As someone with extensive experience using JetBrains' development environments, I’ll primarily discuss JetBrains IDE plugins. It’s worth noting that comparable plugin functionality exists for many other integrated development environments as well.

  • CodeGPT: This plugin provides AI-powered code suggestions and a chat interface within your JetBrains IDE. It can connect to local LLMs.
    • Install CodeGPT plugin from the JetBrains Marketplace
    • Ensure Ollama is running with your desired model (e.g., ollama run your-model)
    • Configure CodeGPT in JetBrains:
      • Click API Keys
./code-gpt-1.png
  • Select your local model provider and a model and start using it
./code-gpt-2.png
  • ProxyAI: An open-source plugin designed to connect JetBrains IDEs with locally running LLMs, including those managed by Ollama.

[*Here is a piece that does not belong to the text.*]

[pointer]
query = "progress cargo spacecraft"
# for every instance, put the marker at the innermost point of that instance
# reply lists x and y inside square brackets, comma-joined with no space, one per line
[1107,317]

    • Install ProxyAI from the JetBrains Marketplace
    • Ensure Ollama is running with your desired model (e.g., ollama run your-model)
    • In your JetBrains IDE, go to File > Settings/Preferences > Tools > ProxyAI > Providers > Ollama (Local)

    ./proxy-ai-1.png

    • Click “Refresh Models” to sync with your running Ollama instance.
    • Optionally, choose an appropriate Fill-In-the-Middle (FIM) template if your model supports it for better code completions.
    • Click “Apply” or “OK”.
  • JetBrains AI Assistant: The official plugin from JetBrains now supports connecting to local models via Ollama or LM Studio, allowing for offline work.

    • Ensure Ollama or LM Studio is running with your desired model.

    • In your JetBrains IDE, click the JetBrains AI widget (often in the toolbar) or go to Settings/Preferences > Tools > AI Assistant

      ./ai-assistant-1.png

    • In the “Third-party AI providers” section, select your LLM provider (Ollama or LM Studio)

    • Specify your local host URL (e.g., http://localhost:11434 for Ollama, or the specific URL and port for LM Studio) and click “Test Connection”

    • Once connected, select the desired model

./ai-assistant-2.png

This direct IDE integration means you get AI assistance deeply embedded in your coding workflow, enhancing productivity while maintaining complete data privacy.

The Future of Development is Local

Local LLMs represent a fundamental shift, handing the keys to powerful AI back to the developer. The open-source community is moving at a breakneck pace, with new models, improved quantization techniques, and more powerful tools being released constantly. By embracing local LLMs, you’re not just adopting a new tool; you’re investing in a more private, powerful, and personalized future for software development.